Sabtu, 12 Desember 2009

Kekuatan Media Massa

HAMPIR sepekan, Indonesia "dibius" kasus seputar perseteruan Komisi Pemberantasan Korupsi (KPK) dan Polri. Puncaknya ketika Mahkamah Konstitusi (MK) memutar rekaman pembicaraan orang-orang yang diduga terlibat dalam upaya kriminalisasi KPK.

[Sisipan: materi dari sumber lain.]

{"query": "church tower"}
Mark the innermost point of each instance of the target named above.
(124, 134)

Kasus "cicak" (KPK) melawan "buaya" (Polri) memang menarik. Apalagi informasi perkembangan kasus yang melibatkan petinggi KPK dan petinggi Polri tersebut, dapat diperoleh dengan sangat mudah. Dalam hitungan menit, masyarakat bisa memperoleh informasi tersebut. Tak heran jika masyarakat begitu hafal kronologi kasus yang membawa Bibit Samad Rianto dan Chandra M. Hamzah sebagai tersangka. Hampir setiap waktu mereka membaca, melihat, dan mendengar perkembangan kasus tersebut.

Begitu banyak informasi yang berseliweran di media massa. Begitu banyak narasumber dari beragam profesi yang memberikan komentar. Bagi sebagian orang, keadaan ini membingungkan, karena masing-masing narasumber memberikan komentar yang menurutnya paling benar. Belum lagi klarifikasi yang disampaikan oleh mereka yang terkait dalam kasus tersebut, seperti Susno Duadji, Anggodo Widjojo, Ari Muladi, Eddy Sumarsono, Bibit Samad Rianto, Chandra M. Hamzah, dan terakhir Antasari Azhar, yang baru dimintai keterangan oleh Tim Independen Verifikasi Fakta dan Proses Hukum (Tim 8). Mereka pun mengatakan bahwa pengakuan mereka paling benar.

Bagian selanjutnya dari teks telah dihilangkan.